Back on Highway 61

29 May 2007

G8 and Protest



The G8-summit is the meeting of the eight leading industrialized economies (do Canada and Italy really belong to them?) which are all settled in the northern hemisphere:





In these countries live only around 14% of the world´s population, but their economies make ~63% of the world´s gross national income (2005). This system does not only represent an unjust world-order, but is also out-of-date: China is the real no. 6 now and Spain is no. 8. Therfore, Canada and Russia should leave the club, since Russia is also overtaken by India, Mexico, South-Corea, Brazil and Australia.
The idea was established in 1975, when the G6-coutries France, Germany, Italy, Canada, UK and USA met for the first time to discuss the world economic system after the Bretton Woods System had failed during the oil crisis 1973. 1976 came Canada and 1998 Russia to join the group.
The crisis of 1973 marked the end of the post-war economic growth and opened a phase of growing unemployment in the industrialized countries that was answered politically with neoliberal concepts.
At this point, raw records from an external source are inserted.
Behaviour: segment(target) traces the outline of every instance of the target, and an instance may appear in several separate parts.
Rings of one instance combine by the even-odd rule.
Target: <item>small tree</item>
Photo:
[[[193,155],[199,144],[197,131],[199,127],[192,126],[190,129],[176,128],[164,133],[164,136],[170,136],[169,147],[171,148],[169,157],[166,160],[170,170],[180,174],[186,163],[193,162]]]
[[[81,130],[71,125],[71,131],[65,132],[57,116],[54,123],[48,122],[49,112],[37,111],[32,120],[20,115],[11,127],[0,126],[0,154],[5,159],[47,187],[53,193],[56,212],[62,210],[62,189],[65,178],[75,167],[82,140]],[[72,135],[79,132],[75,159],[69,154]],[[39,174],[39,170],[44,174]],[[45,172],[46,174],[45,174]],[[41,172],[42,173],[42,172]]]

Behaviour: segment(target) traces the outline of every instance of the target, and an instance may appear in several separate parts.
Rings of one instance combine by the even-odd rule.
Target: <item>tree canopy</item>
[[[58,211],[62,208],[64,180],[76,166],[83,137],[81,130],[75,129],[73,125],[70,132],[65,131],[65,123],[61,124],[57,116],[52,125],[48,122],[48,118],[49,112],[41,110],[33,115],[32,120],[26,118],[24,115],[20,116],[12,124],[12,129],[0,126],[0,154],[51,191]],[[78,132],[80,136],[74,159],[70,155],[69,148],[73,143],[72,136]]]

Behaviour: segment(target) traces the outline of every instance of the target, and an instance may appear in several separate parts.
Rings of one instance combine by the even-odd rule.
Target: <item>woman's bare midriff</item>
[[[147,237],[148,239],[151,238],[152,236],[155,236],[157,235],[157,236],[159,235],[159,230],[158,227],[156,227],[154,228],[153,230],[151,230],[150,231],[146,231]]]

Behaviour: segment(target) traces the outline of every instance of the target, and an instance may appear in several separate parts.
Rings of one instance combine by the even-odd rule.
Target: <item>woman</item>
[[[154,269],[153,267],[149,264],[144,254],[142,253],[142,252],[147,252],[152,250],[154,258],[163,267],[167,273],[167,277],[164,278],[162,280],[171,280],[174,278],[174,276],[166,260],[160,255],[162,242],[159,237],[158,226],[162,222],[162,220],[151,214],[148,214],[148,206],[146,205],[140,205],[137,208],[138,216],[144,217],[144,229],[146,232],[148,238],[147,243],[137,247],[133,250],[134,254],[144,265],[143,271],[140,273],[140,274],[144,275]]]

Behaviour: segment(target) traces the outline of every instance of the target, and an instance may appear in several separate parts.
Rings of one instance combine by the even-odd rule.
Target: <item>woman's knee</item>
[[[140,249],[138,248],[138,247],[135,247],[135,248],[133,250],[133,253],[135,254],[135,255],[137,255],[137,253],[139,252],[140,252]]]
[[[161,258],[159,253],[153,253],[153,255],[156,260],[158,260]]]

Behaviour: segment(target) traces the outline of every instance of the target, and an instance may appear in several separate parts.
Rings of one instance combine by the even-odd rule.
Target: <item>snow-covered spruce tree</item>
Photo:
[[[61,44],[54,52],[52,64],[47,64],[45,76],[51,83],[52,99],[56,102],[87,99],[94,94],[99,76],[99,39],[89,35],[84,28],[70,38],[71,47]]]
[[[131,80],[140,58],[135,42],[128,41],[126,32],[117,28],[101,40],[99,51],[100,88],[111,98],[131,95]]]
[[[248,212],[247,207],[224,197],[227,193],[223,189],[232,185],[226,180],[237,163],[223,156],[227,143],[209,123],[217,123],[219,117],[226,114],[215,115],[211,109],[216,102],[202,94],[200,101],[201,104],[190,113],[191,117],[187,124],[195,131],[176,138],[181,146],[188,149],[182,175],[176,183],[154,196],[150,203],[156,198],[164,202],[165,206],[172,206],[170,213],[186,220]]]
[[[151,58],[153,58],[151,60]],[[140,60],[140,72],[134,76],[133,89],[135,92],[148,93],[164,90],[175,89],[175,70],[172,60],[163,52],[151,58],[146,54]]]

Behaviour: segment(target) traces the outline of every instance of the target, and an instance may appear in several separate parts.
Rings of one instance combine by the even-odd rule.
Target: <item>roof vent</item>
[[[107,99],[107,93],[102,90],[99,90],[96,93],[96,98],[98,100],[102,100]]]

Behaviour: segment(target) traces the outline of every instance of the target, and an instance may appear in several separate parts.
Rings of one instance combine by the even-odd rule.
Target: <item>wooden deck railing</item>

In the same manner as Thatcher and Reagan defended their policies, the leading economies justify their idea of globalisation (which benefits only their own interests) with the slogan: "There is no alternative" (TINA).

This year´s meeting of the G8 will take place in Germany (in Heiligendamm, a village at the Baltic Sea) next week (6th-8th June). The heads of states will discuss topics like the development of Africa and the global climate change. They must know, that the world population can not allow to let major decisions be taken by a small number of politicians who are backed up by the economic interests of private companies. Every meeting such as the G8-summit has to be accompanied by demonstrations and protests. We have to set democratic signs and must prove that challenges of the world are not the work of an elite, but can be the fruits of our own actions.

The groups and individuals that take part in the protest come from very different backgrounds: members of leftist parties, NGOs, churches, environmental organisations, unorganised anarchists etc. Some of them reject even to discuss with the political decision makers, because they do not recognize G8 as a legitimate institution. Others try f.e. to put pressure on the European countries not to break down from their positions against those of the USA in the climate debate.